Those are some head-scratching moves if you’re a Rays fan or a member of the Rays. Dickerson hit .282/.325/.490 with 27 home runs, 62 RBI, and 84 runs scored in 629 plate appearances last season, part of which resulted in his first trip to the All-Star Game. Designating him for assignment is strictly a financial move, assuming he can be traded. The Rays are currently operating with a payroll below $70 million. This comes just a week and a half after Rays ownership proposed the public footing most of the bill for the club’s new stadium. And the Rays had traded third baseman Evan Longoria — then the face of the franchise — to the Giants earlier this offseason.

Longoria expressed sympathy for Rays fans for having to put up with this. Via Andrew Baggarly, Longoria said of the curious Dickerson move, “I just kind of feel sorry for the Rays fan base. … I’m not going to take too many shots but it’s pretty obvious that guy is a valuable player and didn’t deserve to be DFAd. Corey was our best player last year.”

Longoria isn’t quite on the money there. By WAR, Dickerson ranked fifth among position players on the team, according to Baseball Reference. FanGraphs is also in agreement. Still, it’s indisputable that Dickerson, who turns 29 years old this May, more than pulled his weight. The Rays do not have a surfeit of starting outfielders, so it wasn’t like they were making room for other capable players. Mallex Smith, who put up a .684 OPS in 282 PA last year, is slated to start in left field at the moment. Designating Dickerson for assignment, as well as trading Longoria and Odorizzi, were simply cost-cutting decisions.

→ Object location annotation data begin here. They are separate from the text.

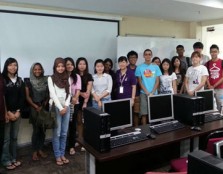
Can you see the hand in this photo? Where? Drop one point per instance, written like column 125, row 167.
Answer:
column 97, row 98
column 84, row 105
column 191, row 93
column 38, row 108
column 63, row 111
column 99, row 104
column 74, row 100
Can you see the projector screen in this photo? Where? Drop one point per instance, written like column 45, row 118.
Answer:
column 30, row 38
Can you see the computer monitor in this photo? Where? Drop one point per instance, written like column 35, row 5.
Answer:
column 120, row 113
column 160, row 107
column 200, row 162
column 208, row 99
column 218, row 149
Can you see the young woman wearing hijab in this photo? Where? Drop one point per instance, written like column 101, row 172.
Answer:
column 14, row 101
column 37, row 96
column 75, row 82
column 59, row 89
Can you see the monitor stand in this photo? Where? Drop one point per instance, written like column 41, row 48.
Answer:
column 117, row 132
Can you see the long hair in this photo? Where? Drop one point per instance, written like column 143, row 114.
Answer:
column 181, row 69
column 170, row 70
column 86, row 71
column 73, row 74
column 7, row 63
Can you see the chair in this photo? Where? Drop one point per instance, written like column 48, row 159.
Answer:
column 180, row 164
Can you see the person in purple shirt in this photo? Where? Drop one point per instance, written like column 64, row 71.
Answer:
column 125, row 81
column 132, row 58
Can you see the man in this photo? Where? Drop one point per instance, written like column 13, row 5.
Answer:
column 148, row 78
column 198, row 46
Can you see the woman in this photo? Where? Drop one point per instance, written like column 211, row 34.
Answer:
column 75, row 82
column 102, row 85
column 14, row 98
column 86, row 86
column 37, row 96
column 108, row 65
column 60, row 95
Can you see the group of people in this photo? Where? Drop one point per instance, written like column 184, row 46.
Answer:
column 71, row 88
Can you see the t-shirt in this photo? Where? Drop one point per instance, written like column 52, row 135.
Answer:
column 215, row 70
column 166, row 83
column 101, row 84
column 148, row 73
column 204, row 59
column 76, row 86
column 126, row 81
column 137, row 85
column 194, row 75
column 179, row 81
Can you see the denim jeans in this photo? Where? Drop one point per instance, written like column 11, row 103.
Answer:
column 73, row 128
column 95, row 104
column 60, row 133
column 39, row 133
column 10, row 142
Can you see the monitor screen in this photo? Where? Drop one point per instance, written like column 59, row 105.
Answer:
column 160, row 108
column 218, row 149
column 120, row 112
column 208, row 99
column 200, row 162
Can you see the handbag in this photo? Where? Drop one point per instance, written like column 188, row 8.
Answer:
column 47, row 119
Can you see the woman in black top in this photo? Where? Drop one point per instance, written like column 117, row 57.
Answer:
column 14, row 98
column 37, row 97
column 85, row 93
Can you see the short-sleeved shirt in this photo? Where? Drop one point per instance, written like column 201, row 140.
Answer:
column 137, row 85
column 76, row 86
column 84, row 82
column 148, row 74
column 194, row 75
column 101, row 84
column 215, row 70
column 126, row 81
column 166, row 83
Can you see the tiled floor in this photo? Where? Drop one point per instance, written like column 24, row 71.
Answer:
column 48, row 165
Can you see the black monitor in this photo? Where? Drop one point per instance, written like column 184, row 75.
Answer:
column 200, row 162
column 218, row 149
column 120, row 112
column 160, row 108
column 208, row 99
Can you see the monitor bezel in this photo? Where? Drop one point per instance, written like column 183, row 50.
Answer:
column 207, row 111
column 160, row 119
column 217, row 147
column 130, row 109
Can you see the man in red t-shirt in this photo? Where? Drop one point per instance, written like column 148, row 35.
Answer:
column 215, row 80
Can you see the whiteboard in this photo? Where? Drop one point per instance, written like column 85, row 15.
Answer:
column 37, row 38
column 161, row 47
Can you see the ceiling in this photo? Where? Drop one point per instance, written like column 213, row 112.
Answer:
column 177, row 10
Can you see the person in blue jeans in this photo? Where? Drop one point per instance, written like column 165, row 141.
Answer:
column 148, row 78
column 14, row 101
column 59, row 88
column 102, row 85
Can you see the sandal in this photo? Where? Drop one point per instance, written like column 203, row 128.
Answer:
column 59, row 162
column 17, row 163
column 42, row 154
column 10, row 167
column 65, row 160
column 35, row 156
column 72, row 151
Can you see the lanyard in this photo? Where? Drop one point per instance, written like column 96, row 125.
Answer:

The Rays’ M.O. has been part of the problem leading to the current stagnant free agent market (sans Eric Hosmer‘s eight-year deal on Saturday). Teams like the Rays, Phillies, Reds, and Tigers have been explicitly putting out non-competitive teams in order to facilitate a rebuilding process. Longoria is right to express sympathy for Rays fans, who see their favorite team worsening a roster that went 80-82 last year. The Rays haven’t finished at .500 or above since 2013 and doesn’t figure to halt the streak this year.